By Manaswita Ghosh Dutta

Edited by Vanessa Kintu


Three oil pumps over blue background with double exposure of falling blurry digital graphs. Concept of oil market crisis. 3d rendering toned image
Oil stocks to watch: Will oil prices remain inflated? Source:Shutterstock

Global macroeconomic factors pushed the prices of Brent crude to $130 a barrel on Monday, reaching a peak of $139.13 at one point overnight. The surge marked the highest point of Brent crude prices since July 2008.

The US oil benchmark West Texas Intermediate (WTI) crude futures increased to $130.50 at one point on the evening of 6 March, marking its highest since July 2008. WTI futures hovered around $116 a barrel at around 9:20am ET on 6 March.

The surge was led by the ongoing conflict between Ukraine and Russia, tough sanctions by the US, EU and several other countries on Russia for its military actions in Ukraine, the potential ban of Russian oil from global markets, and a delay in talks of the possibility of Irainial oil entering international energy markets.

What factors are affecting oil prices right now?

There are three major factors affecting oil prices at present. 

First, the ongoing war between Russia and Ukraine that created economic uncertainty and volatility. Russia is the world’s second biggest producer of crude oil after Saudi Arabia and a supplier of a third of Europe’s energy needs. 

Second, the possibility of the US and EU banning the import of Russian oil. US Secretary of State Antony Blinken said on 6 March that the US was in discussions with its European allies to ban Russian crude imports while “maintaining a steady global supply of oil”, according to an interview of Blinken on NBC’s Meet the Press show.

Third, and finally, oil prices were pushed by the delays in the potential revival of Iranian crude to global markets. This revival will be marked by the resumption of Iran’s 2015 nuclear deal with world powers, specifically the P5+1, the US, UK, France, China, Russia and Germany.

Iran’s development of nuclear weapons had alarmed world powers, leading to the placement of sanctions on the country. In return, Iran had entered an accord with the world powers in 2015, under which it agreed to lower its sensitive nuclear activities and have global inspectors inspect its nuclear program in exchange for lifting the economic sanctions.

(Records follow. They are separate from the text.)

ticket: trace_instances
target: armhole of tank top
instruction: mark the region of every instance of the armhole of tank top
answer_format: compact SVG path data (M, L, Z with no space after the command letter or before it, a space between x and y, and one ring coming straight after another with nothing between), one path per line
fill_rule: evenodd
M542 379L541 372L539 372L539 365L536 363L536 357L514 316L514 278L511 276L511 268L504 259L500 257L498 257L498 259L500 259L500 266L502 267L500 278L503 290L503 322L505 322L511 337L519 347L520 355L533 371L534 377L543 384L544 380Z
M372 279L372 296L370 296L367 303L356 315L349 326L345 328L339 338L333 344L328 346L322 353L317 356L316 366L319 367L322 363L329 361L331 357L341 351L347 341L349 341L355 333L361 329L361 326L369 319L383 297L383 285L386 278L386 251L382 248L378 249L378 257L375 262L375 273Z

Under the long-term deal, all nuclear-related sanctions on the country were removed and it was able to resume selling oil in global markets, with the help of the global financial system for trade. However, the former US president reinstated all US sanctions on Iran in May 2018, and tightened them in 2019.

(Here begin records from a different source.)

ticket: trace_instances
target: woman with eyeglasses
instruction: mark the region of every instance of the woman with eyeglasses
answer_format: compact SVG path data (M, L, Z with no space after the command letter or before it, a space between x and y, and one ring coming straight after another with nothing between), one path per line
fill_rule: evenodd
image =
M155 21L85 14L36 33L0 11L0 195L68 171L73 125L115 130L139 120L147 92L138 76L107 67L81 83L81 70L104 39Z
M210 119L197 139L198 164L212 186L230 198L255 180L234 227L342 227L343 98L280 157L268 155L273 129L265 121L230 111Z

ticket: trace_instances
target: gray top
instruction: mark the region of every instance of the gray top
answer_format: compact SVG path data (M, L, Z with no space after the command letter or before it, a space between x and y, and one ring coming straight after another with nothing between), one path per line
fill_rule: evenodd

If the talks are followed through successfully, the US may waive its sanctions on Iranian oil, which could raise the flow of crude globally. A delay in these talks thus pushed oil prices higher in recent times. 

Can oil prices hold their momentum?

Oil prices are swayed by supply and demand. Higher supply of the commodity could theoretically lower prices. Taking a look at the current situation, one may note that the factors are aligned to boost oil prices.

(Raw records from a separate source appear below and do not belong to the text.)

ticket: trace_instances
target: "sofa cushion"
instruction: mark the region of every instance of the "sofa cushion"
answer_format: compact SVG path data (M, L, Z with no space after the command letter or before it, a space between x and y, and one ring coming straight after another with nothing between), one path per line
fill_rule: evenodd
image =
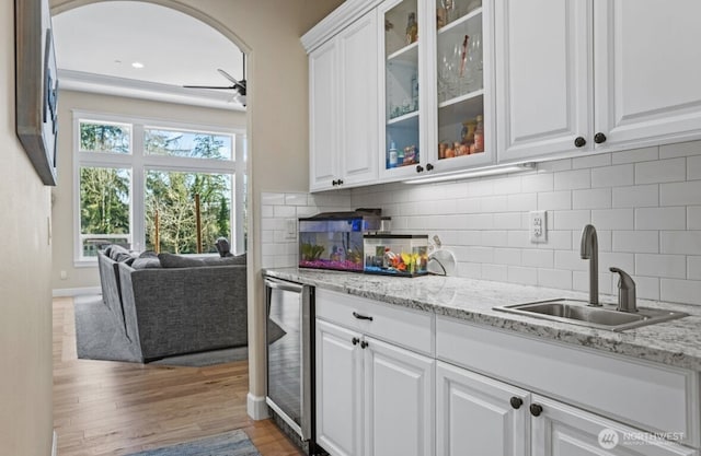
M202 266L245 265L245 254L237 257L189 257L174 254L158 254L163 268L196 268Z
M161 260L158 257L139 257L130 265L134 269L161 268Z

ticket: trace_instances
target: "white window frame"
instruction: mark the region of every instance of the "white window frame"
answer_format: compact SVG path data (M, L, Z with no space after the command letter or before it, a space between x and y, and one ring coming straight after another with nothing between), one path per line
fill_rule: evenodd
M80 227L80 168L119 167L131 169L130 196L130 243L131 248L141 252L146 248L145 217L145 175L148 171L172 171L183 173L231 174L231 248L239 255L245 250L243 226L243 201L245 195L244 175L248 165L245 155L245 128L222 128L198 124L176 122L163 119L117 116L87 110L72 110L73 117L73 265L74 267L95 267L96 258L82 256ZM130 152L81 152L80 122L96 121L105 124L128 125L131 129ZM183 156L149 155L143 151L145 128L162 128L168 130L194 131L231 137L232 160L191 159Z

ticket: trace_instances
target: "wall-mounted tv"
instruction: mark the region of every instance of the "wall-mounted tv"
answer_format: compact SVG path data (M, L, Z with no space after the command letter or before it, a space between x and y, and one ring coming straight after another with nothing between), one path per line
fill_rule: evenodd
M16 132L45 185L56 185L58 79L48 0L14 1Z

The US, EU and several other countries are placing tougher sanctions on Russia to meet the ultimate goal of making it impossible for Russian President Vladimir Putin to cover the expenses of the ongoing military assault. 

One of these factors which could prove to be a major blow to Russia is the proposed ban on Russian fossil fuels. This move is aimed at lowering the dependency on the country’s oil. Should the ban come into effect, the global oil market could be looking at a 5 million barrel shortfall, pushing oil prices to $200 per barrel, according to Bank of America analysts.

Oil stocks to watch

Given the surge in oil prices recently, investors should keep a close eye on oil stocks and what factors are driving their businesses. 

The oil stocks and comments in this article do not constitute investment advice. This article should not be used as such. Always conduct your own due diligence before investing. And never invest or trade money you cannot afford to lose. 

Here are the top five oil shares to watch, on the basis of market capitalisation.

Saudi Aramco

Saudi Aramco stock price chart

Saudi Arabia’s Saudi Aramco (2222) is the largest oil and gas company in the world, topping the list of oil stocks with a market capitalisation of $2.386tn, as stated by CompaniesMarketCap at the time of writing on 7 March 2022.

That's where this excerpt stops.